How selfies heal feuds among friends

By Cristina DC Pastor

I have seen it happen, the power of selfies to fix – or heal – rifts in friendships.

Two people I know had a shouting match in front of my face. I was a bewildered witness to the hurtful things they’ve said about each other. Several days later, I saw them on Facebook with grinning faces, arms snaked around each other’s waists. I wondered as I stared at the image, ‘What was that about?’ One minute they were North and South Korea, the next they were Bosom Buddies.

I was playing back in my mind what I’ve seen versus what I was reading days later. “OK na kami,” one of them said. The other was annoyed when I asked. “I’m just trying to focus on the positive which is the gift of friendship.”

In an instant, everything was fine. I assumed they hugged and exchanged ‘sorrys’ to each other so that when the cameras flashed, they were tight friends all over again.

Parang walang nangyari. It’s like nothing happened.

It’s a quote I’ve heard over and over. Among FilAms I’ve met, it’s a mental shibboleth that justifies how some of us walk into friendships, sprint out when gossip flies, and run back into each other’s arms in the next community event where selfies run riot. I’m glad when things go well, but I wonder if a friendship that was repaired through iPhone remains as strong as it once was. Maybe the friendship had vigor and was worth saving. Maybe the two people realized they needed each other or that the quarrel was petty enough to begin with.

Disagreements over opinions are easy to deal with, but personal hurts can be intense. We, Filipinos, take offense when our families are criticized (‘She has a good-for-nothing, jobless husband’), our jobs are ridiculed (‘Not another nurse!’) or when someone suggests that we have issues with money (‘She’s not really that rich, they just live in an apartment’).

From my own experience, I know that healing takes time and requires a serious act of contrition. A thousand selfies cannot just put it back on track as if nothing happened.
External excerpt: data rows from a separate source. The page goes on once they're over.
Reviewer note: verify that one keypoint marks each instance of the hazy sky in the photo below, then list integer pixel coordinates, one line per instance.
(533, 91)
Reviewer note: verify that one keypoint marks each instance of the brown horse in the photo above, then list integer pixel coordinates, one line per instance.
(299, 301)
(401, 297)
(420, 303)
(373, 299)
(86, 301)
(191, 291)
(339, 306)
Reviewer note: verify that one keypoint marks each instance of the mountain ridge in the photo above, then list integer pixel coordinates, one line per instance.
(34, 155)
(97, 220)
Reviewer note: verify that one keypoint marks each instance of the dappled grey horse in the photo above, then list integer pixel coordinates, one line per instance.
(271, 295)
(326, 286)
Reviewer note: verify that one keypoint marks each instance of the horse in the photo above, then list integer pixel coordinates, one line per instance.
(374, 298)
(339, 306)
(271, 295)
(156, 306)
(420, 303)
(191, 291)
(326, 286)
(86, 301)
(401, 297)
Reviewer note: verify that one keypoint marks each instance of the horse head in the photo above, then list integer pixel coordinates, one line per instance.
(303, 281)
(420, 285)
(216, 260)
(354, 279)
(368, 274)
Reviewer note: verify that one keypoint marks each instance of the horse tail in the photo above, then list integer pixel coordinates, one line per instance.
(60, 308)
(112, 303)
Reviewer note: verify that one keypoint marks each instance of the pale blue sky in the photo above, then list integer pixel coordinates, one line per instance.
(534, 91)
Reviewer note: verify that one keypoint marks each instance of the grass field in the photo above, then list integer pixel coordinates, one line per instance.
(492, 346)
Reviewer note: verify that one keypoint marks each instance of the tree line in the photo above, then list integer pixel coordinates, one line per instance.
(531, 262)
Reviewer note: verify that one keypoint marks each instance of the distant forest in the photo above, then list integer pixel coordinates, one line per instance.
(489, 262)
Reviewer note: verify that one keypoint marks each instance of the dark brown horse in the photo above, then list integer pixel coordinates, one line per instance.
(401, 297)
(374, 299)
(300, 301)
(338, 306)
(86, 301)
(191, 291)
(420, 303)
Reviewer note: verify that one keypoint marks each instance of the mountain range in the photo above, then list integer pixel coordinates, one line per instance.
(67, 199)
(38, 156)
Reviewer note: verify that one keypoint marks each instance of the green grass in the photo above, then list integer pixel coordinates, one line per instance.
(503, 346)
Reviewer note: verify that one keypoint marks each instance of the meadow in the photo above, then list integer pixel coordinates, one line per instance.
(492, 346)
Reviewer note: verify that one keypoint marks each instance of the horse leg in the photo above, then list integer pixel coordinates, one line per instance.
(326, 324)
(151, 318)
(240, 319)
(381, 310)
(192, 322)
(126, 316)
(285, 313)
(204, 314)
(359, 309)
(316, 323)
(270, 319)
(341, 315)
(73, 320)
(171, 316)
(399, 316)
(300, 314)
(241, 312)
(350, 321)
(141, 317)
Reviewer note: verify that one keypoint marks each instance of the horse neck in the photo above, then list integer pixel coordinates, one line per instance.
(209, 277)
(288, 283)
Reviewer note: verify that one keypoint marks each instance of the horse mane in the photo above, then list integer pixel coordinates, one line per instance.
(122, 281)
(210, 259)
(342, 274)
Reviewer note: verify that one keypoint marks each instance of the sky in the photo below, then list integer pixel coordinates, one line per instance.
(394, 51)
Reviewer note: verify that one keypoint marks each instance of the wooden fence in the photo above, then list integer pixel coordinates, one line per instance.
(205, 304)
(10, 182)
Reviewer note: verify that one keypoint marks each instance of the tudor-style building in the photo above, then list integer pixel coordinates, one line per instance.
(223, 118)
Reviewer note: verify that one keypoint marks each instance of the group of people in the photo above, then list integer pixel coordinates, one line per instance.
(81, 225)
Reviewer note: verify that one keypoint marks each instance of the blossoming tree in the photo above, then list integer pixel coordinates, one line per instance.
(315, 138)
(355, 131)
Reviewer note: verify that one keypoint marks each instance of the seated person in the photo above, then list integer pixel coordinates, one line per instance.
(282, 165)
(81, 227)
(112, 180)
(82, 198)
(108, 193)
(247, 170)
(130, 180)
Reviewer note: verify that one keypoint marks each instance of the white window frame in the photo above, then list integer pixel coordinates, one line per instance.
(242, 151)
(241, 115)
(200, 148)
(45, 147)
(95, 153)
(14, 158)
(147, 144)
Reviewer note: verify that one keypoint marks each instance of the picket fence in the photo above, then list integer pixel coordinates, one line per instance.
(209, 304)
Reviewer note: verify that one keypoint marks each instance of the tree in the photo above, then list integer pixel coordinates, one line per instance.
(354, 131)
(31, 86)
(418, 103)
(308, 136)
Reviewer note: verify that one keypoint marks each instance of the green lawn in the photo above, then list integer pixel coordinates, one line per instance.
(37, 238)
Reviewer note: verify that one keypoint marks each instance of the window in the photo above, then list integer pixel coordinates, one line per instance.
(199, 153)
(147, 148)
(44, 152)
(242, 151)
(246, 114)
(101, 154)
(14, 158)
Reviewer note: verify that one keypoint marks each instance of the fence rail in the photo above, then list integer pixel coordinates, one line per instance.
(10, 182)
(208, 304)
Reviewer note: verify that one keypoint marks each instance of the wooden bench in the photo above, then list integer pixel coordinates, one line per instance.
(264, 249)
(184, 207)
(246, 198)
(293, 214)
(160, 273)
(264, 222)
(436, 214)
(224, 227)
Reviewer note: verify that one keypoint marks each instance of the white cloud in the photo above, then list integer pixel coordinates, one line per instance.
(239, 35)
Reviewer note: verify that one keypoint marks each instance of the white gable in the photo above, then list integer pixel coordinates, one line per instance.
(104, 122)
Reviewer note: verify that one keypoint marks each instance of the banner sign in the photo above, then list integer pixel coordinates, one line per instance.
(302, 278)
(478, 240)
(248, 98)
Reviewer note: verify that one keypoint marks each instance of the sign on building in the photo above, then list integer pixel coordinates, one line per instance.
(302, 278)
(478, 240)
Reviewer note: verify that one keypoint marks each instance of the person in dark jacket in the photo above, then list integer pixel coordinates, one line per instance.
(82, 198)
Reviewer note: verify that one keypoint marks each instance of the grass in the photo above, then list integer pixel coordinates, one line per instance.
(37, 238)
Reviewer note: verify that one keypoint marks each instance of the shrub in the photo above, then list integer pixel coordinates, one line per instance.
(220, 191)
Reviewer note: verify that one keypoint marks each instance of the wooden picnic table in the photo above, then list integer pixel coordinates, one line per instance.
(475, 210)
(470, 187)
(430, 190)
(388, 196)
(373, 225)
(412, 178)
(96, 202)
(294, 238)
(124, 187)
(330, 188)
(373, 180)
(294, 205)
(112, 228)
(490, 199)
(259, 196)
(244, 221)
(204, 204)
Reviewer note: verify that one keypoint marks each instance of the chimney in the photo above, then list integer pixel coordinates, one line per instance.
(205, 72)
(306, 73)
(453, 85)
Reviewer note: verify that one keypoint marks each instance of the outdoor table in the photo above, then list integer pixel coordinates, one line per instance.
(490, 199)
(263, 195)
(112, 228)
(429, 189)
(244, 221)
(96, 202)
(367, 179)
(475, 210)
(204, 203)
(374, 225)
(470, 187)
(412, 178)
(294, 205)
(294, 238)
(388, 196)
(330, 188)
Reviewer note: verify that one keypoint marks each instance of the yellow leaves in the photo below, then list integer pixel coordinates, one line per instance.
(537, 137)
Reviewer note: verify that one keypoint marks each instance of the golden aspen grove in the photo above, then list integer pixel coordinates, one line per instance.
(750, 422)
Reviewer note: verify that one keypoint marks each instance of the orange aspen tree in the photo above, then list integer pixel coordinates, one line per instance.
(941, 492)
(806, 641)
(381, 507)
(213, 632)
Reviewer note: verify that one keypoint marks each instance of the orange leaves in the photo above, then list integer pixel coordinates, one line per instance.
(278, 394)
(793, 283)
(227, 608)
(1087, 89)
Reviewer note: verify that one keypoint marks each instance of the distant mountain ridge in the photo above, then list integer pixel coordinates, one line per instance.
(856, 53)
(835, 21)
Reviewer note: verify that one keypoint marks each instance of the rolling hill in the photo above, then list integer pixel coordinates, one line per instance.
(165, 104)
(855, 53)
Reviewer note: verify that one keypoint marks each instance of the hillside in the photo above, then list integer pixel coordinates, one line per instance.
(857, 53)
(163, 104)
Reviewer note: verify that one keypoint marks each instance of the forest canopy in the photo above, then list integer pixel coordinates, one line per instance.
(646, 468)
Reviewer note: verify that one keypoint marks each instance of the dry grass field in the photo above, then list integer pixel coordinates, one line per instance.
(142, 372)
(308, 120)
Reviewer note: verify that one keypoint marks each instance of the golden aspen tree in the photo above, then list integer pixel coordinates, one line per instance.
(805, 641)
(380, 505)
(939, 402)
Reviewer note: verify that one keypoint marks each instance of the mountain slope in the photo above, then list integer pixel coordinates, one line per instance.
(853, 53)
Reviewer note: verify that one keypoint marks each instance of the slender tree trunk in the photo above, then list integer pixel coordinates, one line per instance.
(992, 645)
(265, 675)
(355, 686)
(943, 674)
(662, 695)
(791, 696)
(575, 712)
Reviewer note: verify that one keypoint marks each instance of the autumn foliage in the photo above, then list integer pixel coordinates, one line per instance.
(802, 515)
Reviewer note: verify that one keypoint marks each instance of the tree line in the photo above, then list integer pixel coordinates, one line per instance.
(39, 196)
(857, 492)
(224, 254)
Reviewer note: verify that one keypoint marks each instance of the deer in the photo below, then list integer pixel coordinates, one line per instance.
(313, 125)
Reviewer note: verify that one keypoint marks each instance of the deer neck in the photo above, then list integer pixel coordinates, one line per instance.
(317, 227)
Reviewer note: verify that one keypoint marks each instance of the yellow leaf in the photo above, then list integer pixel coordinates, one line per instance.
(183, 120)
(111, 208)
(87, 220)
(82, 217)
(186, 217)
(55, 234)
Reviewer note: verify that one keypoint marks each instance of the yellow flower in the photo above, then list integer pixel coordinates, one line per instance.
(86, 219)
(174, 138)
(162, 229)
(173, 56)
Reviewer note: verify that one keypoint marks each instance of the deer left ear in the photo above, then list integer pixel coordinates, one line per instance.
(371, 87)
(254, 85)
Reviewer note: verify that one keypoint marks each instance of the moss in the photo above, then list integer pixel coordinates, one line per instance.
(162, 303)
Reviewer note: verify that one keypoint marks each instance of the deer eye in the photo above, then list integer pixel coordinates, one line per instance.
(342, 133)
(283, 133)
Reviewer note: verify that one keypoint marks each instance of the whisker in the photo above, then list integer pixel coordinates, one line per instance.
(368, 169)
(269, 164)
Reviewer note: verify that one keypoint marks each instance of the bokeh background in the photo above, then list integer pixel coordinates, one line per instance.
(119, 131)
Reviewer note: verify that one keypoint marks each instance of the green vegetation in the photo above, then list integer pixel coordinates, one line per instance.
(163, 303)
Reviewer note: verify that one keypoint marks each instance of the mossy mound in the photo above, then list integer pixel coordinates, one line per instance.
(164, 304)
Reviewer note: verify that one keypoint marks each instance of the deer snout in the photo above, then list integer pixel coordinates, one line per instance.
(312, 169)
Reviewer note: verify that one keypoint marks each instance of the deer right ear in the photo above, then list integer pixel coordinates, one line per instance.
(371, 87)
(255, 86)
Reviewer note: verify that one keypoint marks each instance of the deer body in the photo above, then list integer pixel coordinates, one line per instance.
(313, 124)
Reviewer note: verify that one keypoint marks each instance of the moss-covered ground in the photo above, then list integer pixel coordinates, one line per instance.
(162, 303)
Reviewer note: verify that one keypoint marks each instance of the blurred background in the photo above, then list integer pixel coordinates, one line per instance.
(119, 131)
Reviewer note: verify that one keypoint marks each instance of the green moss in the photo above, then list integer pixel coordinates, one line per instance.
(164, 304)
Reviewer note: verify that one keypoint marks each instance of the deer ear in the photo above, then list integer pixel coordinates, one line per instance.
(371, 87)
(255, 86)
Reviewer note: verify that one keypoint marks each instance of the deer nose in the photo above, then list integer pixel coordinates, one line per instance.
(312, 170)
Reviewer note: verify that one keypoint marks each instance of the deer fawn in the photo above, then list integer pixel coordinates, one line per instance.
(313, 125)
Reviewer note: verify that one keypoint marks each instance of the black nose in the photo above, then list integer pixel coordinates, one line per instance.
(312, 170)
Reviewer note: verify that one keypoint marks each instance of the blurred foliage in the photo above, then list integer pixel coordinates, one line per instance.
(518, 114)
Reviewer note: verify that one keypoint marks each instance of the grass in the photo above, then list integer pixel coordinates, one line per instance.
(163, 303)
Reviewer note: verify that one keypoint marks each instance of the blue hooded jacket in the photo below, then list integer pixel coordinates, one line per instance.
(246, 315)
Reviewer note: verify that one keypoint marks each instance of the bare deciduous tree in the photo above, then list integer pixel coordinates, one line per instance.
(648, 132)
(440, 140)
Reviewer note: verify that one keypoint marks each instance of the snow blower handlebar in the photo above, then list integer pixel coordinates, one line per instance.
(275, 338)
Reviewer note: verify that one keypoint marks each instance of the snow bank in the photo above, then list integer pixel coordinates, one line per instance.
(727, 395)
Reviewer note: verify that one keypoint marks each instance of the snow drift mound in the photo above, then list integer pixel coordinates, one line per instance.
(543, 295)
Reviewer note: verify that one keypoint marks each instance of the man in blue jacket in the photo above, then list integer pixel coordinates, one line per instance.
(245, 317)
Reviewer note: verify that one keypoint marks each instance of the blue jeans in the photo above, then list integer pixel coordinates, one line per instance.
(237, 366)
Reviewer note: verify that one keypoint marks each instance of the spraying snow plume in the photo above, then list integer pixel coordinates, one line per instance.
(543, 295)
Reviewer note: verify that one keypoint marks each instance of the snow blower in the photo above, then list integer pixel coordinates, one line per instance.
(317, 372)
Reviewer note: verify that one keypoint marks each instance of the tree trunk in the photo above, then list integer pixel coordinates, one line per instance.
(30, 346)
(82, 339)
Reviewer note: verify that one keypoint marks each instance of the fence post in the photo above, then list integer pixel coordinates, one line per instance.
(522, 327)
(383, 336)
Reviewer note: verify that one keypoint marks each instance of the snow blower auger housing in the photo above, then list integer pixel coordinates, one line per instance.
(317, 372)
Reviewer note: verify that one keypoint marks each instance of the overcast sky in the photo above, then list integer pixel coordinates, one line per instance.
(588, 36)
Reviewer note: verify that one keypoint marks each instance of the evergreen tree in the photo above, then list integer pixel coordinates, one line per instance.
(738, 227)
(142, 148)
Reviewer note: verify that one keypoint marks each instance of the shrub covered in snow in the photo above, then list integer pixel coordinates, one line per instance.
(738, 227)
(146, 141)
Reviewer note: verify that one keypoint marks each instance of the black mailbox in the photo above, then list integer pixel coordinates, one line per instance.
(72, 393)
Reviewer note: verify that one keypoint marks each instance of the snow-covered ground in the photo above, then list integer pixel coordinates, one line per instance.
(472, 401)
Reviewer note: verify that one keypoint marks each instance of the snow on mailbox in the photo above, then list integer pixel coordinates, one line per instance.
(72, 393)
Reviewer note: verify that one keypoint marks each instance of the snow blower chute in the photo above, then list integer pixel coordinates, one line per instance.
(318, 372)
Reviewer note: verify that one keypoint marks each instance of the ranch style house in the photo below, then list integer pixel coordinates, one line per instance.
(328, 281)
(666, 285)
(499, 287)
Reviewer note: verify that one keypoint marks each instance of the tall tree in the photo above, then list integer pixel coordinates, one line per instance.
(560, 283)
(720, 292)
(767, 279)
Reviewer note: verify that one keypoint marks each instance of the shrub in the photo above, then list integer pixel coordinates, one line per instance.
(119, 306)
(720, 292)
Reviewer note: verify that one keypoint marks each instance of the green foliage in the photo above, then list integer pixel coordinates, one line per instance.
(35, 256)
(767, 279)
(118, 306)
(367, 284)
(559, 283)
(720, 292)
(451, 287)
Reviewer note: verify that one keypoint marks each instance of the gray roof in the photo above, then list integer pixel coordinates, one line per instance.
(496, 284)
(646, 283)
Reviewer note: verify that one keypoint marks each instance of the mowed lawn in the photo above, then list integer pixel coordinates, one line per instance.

Parang walang nangyari. I know when a quarrel is silly and when it is serious. In cases where I may be at fault, in my mind a justifiable condition, I reach out and make the first move. But in cases where I feel exploited and disrespected, the friendship becomes a baggage. The other person may offer an apology and I may appear to accept, but it won’t ever be the same again. So, I hold grudges, so what?

Someone I know sees the selfie as an act of apology. When an enemy comes over to your side of the group picture and hugs you, locking her arms around your waist, it’s her way of saying ‘I’m no longer angry at you.’ It’s your turn to offer the other cheek.

That’s a good thing to know because selfies are what I know them to be: Images that capture memorable moments in our lives. Any time a friendship is rekindled, at least there’s a record of that in our News Feeds.